Worship 2: The intimacy of worship
Spurred on by Rob’s comment on my last blog on worship – “Worship mingled with revelation” – I wanted to begin to extend upon the subject of worship into what could perhaps become a series on the subject!
I’m kind of excited about the prospect, as worship is a subject that I have been passionate about for a number of years now – passionate that is, in terms of having more than just the usual interest in and devotion to worship that Christians might have.
A large part of what the Lord has been doing in me is to do with what I will be addressing in this blog – what He stirred up in me with regard to intimacy has affected a large part of how I come to the whole issue of worship generally, from leading at the front to worshiping in my bedroom.

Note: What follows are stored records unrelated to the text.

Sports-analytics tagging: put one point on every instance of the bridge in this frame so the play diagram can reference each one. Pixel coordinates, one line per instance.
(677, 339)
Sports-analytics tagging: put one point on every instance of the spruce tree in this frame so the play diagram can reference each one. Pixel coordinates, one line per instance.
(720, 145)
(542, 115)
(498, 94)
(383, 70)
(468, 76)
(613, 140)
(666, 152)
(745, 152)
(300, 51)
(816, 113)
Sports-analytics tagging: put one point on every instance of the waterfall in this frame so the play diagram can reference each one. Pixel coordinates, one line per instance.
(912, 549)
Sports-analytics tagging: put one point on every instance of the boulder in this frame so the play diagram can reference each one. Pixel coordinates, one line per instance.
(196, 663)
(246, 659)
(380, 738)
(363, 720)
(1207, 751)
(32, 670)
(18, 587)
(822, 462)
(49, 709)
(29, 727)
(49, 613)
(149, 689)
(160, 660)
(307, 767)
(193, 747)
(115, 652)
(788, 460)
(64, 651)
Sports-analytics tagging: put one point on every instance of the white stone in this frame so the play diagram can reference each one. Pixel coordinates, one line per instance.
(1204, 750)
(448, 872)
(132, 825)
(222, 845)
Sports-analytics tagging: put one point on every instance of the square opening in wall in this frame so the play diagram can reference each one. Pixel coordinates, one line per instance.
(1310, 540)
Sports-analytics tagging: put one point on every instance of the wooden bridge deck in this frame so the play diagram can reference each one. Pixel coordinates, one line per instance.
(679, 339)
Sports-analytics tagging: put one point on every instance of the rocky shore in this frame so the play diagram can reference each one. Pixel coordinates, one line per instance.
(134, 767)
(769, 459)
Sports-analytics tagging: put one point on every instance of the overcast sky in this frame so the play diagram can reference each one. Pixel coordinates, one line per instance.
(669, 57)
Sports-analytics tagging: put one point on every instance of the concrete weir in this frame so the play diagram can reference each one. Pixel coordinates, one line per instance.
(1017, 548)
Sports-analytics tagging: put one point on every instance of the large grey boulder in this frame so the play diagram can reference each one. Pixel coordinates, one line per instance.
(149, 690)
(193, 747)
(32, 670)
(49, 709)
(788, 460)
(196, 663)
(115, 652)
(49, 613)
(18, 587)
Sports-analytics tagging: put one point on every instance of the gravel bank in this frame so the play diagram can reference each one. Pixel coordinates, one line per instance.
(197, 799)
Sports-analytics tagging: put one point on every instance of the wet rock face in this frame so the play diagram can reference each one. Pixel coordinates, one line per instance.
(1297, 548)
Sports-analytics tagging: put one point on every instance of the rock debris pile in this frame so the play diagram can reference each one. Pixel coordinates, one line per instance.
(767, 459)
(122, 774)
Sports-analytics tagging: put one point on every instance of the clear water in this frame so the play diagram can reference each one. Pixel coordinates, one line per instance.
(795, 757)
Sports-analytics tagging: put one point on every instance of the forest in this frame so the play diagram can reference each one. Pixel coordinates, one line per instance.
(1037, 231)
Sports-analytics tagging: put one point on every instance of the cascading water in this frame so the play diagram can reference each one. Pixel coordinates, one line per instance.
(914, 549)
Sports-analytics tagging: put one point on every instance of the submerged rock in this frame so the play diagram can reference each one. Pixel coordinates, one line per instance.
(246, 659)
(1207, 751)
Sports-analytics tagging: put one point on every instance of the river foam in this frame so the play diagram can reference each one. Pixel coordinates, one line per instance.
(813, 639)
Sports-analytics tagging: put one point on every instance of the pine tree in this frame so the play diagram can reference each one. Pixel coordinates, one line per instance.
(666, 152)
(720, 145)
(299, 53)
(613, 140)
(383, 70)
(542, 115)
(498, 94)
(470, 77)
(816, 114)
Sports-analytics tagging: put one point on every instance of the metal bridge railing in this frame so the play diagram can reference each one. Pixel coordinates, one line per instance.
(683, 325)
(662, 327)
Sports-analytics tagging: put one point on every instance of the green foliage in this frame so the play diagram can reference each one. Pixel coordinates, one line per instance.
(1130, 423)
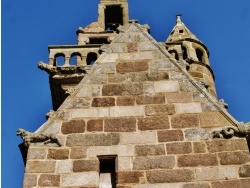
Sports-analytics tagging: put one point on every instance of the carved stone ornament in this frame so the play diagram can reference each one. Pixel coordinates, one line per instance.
(29, 137)
(241, 130)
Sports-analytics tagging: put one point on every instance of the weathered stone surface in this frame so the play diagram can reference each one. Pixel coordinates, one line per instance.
(146, 99)
(170, 176)
(244, 171)
(132, 66)
(243, 183)
(197, 160)
(170, 136)
(120, 125)
(219, 145)
(153, 123)
(78, 152)
(147, 163)
(213, 119)
(80, 179)
(30, 180)
(93, 139)
(73, 126)
(150, 150)
(196, 134)
(157, 110)
(166, 86)
(216, 173)
(49, 180)
(40, 167)
(125, 101)
(234, 158)
(129, 177)
(183, 97)
(58, 154)
(185, 121)
(103, 102)
(85, 165)
(143, 137)
(179, 148)
(36, 153)
(95, 125)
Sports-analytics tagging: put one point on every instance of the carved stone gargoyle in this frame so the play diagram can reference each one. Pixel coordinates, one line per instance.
(29, 138)
(241, 130)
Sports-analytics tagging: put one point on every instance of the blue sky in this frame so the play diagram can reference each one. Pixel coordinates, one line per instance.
(29, 26)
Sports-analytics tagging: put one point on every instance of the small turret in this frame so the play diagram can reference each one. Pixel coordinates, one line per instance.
(184, 45)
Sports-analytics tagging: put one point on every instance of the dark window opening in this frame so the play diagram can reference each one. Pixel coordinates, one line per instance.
(113, 17)
(199, 54)
(59, 60)
(107, 171)
(91, 58)
(184, 52)
(98, 41)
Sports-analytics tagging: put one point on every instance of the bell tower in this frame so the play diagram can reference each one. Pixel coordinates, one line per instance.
(184, 45)
(112, 13)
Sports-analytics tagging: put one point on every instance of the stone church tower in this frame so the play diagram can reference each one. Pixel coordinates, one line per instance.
(130, 112)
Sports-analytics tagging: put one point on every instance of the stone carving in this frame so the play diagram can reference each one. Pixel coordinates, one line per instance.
(29, 137)
(241, 130)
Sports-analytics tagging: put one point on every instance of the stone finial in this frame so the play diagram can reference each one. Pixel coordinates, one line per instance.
(29, 137)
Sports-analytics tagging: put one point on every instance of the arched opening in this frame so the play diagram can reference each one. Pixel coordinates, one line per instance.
(59, 59)
(91, 58)
(199, 54)
(184, 52)
(75, 59)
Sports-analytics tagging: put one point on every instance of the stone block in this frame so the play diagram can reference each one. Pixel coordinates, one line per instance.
(179, 148)
(170, 176)
(95, 125)
(234, 158)
(170, 136)
(184, 121)
(183, 108)
(80, 179)
(129, 177)
(183, 97)
(49, 180)
(85, 165)
(36, 153)
(143, 137)
(219, 145)
(103, 102)
(58, 154)
(157, 110)
(93, 139)
(64, 166)
(125, 101)
(120, 111)
(149, 150)
(73, 126)
(78, 152)
(120, 125)
(88, 113)
(152, 99)
(197, 160)
(153, 123)
(196, 134)
(244, 171)
(40, 167)
(216, 173)
(148, 163)
(213, 119)
(166, 86)
(132, 66)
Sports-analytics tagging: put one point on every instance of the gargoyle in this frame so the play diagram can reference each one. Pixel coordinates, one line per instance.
(29, 137)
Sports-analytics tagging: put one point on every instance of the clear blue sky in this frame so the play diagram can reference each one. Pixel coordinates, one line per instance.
(29, 26)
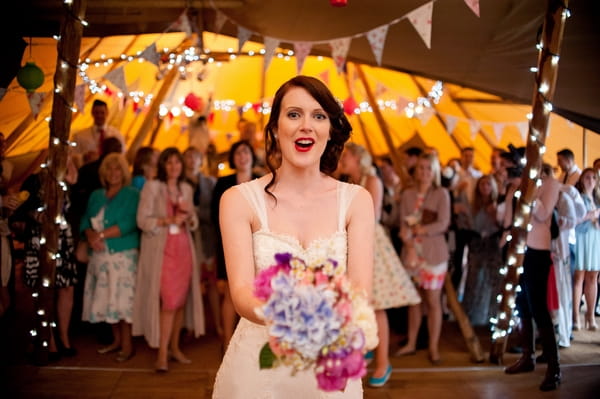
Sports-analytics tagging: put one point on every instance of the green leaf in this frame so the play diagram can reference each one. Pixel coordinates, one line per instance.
(266, 358)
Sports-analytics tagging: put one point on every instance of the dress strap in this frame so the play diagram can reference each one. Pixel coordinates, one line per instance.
(346, 193)
(254, 194)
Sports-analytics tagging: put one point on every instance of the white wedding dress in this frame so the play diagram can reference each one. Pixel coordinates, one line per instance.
(239, 375)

It started when I began to get into the habit of taking time just with my keyboard to worship the Lord freely, often not trying to go for any particular worship song, but rather just singing out of my heart to the Lord. I must have been doing this for over two years now, and if you can play piano or guitar or just sing, it is a great thing to do. The presence of the Lord would become much more real to me during these times of worship.
But I had a problem. Often the experience of worshipping in His presence ignited creativity. This is a good thing; the problem was my desire to start writing songs down! I would be playing away and would find myself singing something, and my mind would say “Ooh, this is great, we should make this into a song to record and use in church and stuff” and I would stop and write things down and start working out more lyrics and chords and a tune… but by that time I had lost the flow of worship, and the presence of the Lord would start to lift. I obviously felt this was a shame but the Lord helped me to profoundly recognise something.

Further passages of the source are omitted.